The thing I notice every time is how difficult it is to control my breath. It's like the diaphragm is under spasms, a really weird sensation. Luckily the strategy I used in Iceland to deal with cold (opening up to the sensation) comes handy here, so suffering is limited.

------

Something that has a lot to do with “adjusting my mind”, but hasn't come up here yet (although @Kit_L knows about it), is peer pressure. Or more in general, just dealing with stress in social settings. I can deadlift twice my weight, climb a big ass mountain and even apply for a job just because it scares the crap out of me…but make me face people's (real or supposed) expectations and I just cannot compute. I don't know why I am this way.

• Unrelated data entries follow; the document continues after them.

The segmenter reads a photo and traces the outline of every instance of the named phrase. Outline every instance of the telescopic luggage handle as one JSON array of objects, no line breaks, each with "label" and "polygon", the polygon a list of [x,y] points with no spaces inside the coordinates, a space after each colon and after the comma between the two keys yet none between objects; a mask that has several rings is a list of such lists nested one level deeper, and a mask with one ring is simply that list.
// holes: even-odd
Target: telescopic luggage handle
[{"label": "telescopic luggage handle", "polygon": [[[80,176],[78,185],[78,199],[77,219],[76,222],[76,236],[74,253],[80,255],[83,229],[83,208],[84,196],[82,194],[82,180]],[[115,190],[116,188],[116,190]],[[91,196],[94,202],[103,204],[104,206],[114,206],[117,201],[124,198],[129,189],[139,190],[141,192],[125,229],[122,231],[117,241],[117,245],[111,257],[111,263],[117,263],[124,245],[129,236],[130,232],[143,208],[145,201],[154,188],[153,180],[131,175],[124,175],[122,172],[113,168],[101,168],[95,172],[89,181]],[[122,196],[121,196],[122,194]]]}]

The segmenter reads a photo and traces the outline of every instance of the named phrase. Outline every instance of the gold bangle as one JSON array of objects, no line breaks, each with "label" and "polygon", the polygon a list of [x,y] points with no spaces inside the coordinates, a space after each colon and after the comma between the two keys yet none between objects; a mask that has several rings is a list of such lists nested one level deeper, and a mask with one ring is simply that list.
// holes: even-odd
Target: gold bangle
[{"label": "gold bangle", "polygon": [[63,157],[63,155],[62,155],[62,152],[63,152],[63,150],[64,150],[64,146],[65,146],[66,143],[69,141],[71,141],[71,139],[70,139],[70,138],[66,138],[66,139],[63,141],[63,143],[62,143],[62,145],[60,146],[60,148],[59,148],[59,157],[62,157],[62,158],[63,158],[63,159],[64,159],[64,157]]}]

I can come up with theories, but they would have the same validity of my fears: absolute zero.

Yesterday evening I was at a party where I didn't know any of the people there, left aside a couple of friends. I was like a fish out of water. I was effectively a wallflower, a condition I'm way too familiar with and I need to change. Why do I need to change this? Well, it's an inconvenient behavior isn't it? It limits opportunities and makes me feel like I'm in a cage — which is probably the actual state of my physical body in those occasions. But above all: my gf and I broke up recently and I need to be comfortable enough to hit on girls. Yesterday I wanted to approach a couple of gals, but I just couldn't. Blank mind, tight body. No cool.

This issue of mine can't be solved by introspection, nor by a barbell. I need a strategy, I need it quickly and I have to make room for this effort. Sadly as of late, time is a scarce good. I need to make good use of it.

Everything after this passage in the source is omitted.